The findings by Adalytics suggest that over 300 brands’ ads for adult products, like cars, were displayed on 100 YouTube videos for kids. YouTube uses an AI-powered ad-targeting system from Google called “Performance Max” to pinpoint ideal customers.
The report also said that the ads were particularly shown to a user not signed in to YouTube. They linked back to the advertisers’ websites, which would tag the user’s browser with tracking software from Google, Meta, Microsoft, and other companies.
For example, there was an instance when ads for credit cards by BMO, a Canadian bank, were displayed to a viewer in the US on a Barbie-themed children’s video on the “Kids Diana Show” YouTube channel.
Why this is a problem
The findings are a matter of concern because tracking the data of children below the age of 13 for the purpose of ads without parental consent violates the Children’s Online Privacy Protection Act (COPPA).
Two US Senators have urged the Federal Trade Commission (FTC) to probe whether Google and YouTube violated COPPA.
“This behaviour by YouTube and Google is estimated to have impacted hundreds of thousands, to potentially millions, of children across the United States,” the senators told FTC.
Here’s what Google has to say
Meanwhile, Google has denied violating COPPA saying that the findings were “deeply flawed and misleading.”
Michael Aciman, a spokesperson for Google, responded to the report by Adalytics on Thursday, saying the findings were “deeply flawed and misleading.”
Google told The New York Times it was useful to run ads for adults on children’s videos because the parents who were watching could become customers. It also said that the company did not run personalised ads on children’s videos and that its ad practices fully complied with COPPA.
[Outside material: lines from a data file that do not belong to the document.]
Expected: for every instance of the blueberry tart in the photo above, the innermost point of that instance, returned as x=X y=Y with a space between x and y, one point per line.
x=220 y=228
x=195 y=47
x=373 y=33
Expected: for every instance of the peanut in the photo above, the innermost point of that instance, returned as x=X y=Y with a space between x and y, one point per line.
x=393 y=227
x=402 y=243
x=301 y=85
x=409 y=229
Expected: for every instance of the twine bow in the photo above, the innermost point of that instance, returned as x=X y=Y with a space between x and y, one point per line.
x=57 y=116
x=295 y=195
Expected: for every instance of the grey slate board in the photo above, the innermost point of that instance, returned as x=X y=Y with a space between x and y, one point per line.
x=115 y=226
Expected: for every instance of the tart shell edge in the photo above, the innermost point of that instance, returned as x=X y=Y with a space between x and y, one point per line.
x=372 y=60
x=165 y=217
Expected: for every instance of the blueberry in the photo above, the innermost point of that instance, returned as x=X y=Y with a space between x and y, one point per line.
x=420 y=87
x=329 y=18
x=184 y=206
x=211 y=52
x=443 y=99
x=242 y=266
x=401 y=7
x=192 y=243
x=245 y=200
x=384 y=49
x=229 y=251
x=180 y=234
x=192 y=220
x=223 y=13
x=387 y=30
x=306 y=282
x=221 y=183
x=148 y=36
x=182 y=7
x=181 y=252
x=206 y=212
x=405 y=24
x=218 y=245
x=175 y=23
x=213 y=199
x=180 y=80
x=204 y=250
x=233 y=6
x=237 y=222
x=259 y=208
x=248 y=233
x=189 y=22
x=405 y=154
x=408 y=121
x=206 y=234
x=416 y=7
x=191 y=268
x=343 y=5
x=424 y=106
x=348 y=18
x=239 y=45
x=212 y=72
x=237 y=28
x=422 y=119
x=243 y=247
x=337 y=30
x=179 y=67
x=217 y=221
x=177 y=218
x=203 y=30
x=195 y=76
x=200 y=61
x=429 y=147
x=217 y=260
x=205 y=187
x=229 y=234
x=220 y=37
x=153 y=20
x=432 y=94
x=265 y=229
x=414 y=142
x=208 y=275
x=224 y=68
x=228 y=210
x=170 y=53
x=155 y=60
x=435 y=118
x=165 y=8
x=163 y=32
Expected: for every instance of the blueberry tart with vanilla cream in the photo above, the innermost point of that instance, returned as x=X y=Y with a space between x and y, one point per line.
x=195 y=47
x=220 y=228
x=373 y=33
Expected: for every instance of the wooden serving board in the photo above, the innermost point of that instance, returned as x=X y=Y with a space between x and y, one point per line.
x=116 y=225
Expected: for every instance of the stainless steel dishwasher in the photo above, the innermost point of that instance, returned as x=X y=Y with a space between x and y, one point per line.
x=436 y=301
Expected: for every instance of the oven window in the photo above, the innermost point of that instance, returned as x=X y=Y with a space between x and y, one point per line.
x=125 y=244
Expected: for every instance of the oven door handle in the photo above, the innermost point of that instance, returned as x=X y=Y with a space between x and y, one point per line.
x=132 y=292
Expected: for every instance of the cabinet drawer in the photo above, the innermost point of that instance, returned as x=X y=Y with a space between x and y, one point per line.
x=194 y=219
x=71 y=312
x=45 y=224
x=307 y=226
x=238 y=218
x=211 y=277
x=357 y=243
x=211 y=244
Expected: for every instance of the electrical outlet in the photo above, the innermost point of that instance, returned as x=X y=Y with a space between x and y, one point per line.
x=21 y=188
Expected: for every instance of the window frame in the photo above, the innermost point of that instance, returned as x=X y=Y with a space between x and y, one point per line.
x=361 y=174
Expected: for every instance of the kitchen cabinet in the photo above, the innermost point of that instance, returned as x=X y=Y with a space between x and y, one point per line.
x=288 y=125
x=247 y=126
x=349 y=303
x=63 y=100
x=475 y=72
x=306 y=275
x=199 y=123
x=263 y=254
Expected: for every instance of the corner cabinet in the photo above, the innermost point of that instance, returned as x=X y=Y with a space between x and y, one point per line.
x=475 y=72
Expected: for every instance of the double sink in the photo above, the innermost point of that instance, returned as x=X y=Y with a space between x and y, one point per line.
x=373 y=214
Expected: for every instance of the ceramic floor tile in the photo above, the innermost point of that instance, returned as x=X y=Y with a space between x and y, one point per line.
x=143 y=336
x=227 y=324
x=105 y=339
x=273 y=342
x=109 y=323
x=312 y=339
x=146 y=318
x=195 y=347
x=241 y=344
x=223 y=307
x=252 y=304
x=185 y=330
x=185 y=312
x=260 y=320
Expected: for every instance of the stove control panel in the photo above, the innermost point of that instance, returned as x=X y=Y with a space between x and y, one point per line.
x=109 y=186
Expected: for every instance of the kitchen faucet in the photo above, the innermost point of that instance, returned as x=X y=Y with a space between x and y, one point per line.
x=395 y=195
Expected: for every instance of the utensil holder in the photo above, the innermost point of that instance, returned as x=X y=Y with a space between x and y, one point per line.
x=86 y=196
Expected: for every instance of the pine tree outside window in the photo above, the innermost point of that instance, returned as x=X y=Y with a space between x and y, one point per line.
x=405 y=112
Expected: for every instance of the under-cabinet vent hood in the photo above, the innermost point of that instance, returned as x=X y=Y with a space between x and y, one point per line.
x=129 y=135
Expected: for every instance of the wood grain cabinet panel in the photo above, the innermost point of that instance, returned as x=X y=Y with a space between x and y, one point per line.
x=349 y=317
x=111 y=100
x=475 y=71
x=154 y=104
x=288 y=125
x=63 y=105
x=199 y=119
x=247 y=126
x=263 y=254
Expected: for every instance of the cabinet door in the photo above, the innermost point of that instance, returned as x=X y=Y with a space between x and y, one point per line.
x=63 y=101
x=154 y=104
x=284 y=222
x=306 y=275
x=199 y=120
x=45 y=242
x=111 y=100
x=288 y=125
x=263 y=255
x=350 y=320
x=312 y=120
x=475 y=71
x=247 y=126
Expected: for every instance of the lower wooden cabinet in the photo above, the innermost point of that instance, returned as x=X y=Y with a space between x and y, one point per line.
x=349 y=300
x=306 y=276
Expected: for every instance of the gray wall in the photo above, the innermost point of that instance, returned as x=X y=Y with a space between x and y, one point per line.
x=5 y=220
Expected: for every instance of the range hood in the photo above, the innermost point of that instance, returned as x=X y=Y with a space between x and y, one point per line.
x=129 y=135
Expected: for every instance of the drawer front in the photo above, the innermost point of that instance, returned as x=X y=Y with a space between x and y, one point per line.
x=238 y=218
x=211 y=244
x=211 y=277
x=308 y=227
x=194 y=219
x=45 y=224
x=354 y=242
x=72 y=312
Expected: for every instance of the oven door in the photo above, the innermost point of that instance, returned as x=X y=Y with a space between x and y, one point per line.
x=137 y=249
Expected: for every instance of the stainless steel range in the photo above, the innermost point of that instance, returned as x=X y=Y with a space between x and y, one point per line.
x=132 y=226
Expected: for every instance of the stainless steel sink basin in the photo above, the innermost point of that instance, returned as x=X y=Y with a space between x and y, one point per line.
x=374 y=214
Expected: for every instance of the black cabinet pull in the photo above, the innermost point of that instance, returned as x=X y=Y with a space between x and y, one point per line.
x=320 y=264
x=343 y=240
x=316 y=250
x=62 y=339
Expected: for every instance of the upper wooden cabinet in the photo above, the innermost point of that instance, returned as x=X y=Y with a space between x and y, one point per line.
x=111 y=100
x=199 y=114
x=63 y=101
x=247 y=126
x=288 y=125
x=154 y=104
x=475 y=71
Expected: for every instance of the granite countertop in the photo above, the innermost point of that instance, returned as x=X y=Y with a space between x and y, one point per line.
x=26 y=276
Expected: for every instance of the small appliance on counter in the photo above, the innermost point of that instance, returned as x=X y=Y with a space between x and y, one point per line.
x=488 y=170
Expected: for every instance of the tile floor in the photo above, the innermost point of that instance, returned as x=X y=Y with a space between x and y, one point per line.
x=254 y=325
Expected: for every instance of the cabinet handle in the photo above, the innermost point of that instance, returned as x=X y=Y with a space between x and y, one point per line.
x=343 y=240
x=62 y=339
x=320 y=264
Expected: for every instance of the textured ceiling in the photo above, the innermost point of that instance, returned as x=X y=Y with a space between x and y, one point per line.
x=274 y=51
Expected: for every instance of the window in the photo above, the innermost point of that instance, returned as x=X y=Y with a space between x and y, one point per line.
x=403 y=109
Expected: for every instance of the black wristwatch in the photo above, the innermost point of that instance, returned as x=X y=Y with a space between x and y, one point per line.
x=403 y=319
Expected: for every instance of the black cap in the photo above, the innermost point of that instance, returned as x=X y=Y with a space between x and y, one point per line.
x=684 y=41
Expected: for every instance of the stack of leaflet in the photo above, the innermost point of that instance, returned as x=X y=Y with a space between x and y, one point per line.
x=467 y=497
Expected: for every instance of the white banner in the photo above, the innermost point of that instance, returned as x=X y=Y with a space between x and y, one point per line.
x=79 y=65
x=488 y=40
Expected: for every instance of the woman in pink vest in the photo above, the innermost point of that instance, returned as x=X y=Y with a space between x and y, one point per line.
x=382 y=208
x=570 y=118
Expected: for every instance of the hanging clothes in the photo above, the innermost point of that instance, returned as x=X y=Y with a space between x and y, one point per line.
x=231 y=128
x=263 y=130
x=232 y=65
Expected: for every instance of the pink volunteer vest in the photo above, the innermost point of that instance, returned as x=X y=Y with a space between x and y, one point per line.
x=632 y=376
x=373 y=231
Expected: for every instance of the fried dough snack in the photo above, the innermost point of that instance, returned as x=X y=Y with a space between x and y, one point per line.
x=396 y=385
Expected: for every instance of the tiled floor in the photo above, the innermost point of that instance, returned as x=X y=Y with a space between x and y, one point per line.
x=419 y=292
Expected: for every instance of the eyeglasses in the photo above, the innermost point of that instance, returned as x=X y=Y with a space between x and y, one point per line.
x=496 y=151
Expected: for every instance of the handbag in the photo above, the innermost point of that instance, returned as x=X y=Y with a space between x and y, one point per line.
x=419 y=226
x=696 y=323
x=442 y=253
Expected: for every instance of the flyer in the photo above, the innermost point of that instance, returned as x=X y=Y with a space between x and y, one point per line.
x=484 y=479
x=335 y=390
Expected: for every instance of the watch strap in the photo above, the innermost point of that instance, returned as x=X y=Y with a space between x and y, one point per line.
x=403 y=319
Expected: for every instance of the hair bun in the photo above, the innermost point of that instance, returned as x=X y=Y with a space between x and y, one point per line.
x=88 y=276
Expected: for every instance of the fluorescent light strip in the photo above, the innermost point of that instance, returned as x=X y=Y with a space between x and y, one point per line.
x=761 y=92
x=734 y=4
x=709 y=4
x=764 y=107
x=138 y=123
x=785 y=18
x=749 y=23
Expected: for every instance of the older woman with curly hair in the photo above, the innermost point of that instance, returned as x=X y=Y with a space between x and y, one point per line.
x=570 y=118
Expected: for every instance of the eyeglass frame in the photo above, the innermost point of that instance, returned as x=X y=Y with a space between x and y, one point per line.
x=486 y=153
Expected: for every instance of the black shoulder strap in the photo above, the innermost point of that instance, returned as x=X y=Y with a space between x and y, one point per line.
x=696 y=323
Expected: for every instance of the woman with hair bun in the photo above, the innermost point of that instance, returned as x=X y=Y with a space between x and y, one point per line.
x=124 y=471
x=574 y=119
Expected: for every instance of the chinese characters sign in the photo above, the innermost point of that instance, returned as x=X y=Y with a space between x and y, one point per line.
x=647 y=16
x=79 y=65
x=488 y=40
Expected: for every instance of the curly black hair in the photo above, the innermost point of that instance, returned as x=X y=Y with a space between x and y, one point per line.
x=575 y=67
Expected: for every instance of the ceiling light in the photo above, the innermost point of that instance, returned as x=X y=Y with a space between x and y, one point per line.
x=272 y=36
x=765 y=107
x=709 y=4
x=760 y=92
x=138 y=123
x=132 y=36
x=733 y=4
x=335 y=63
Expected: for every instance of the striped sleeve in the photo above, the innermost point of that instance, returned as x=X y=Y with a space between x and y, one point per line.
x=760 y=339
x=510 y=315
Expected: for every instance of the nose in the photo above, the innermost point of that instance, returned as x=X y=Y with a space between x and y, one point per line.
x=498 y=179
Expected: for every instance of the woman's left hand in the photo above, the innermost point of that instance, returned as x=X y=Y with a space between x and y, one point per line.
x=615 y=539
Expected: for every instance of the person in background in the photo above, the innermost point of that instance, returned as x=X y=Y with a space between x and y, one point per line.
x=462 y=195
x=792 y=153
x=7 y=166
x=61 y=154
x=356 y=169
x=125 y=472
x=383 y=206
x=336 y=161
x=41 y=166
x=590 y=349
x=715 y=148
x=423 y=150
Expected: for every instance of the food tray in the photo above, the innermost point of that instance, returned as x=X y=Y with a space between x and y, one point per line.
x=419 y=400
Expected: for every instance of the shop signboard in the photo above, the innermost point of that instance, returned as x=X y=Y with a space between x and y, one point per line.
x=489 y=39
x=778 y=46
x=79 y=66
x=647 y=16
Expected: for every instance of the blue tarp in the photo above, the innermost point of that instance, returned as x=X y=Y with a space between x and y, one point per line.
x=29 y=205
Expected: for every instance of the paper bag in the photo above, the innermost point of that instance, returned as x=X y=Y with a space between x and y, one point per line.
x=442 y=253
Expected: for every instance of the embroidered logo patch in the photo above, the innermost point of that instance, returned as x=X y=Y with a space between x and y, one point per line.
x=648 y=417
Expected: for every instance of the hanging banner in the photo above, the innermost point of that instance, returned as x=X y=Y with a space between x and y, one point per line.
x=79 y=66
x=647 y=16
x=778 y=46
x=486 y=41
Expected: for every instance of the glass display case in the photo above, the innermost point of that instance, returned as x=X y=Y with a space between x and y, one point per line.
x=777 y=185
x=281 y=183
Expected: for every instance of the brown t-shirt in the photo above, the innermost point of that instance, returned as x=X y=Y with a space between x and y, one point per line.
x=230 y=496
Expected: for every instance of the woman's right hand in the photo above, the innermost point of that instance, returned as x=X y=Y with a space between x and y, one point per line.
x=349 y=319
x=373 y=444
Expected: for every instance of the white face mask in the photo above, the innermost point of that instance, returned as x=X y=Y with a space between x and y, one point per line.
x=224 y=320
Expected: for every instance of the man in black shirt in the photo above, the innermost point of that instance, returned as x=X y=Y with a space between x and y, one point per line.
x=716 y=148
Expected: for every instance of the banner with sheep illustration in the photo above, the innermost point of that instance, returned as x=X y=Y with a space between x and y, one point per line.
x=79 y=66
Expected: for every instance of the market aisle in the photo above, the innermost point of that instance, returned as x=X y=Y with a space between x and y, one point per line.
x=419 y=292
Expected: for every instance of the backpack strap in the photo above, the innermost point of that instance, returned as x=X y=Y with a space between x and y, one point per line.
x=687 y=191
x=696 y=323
The company also clarified that ads that appear on children’s videos are based on webpage content, not targeted to user profiles.
It added that it only notified advertisers or tracking services that the user had watched YouTube and clicked on the ad, and not whether a viewer coming from YouTube had watched a children’s video.
The company added that it did not have the ability to control data collection on a brand’s website after a YouTube viewer clicked on an ad.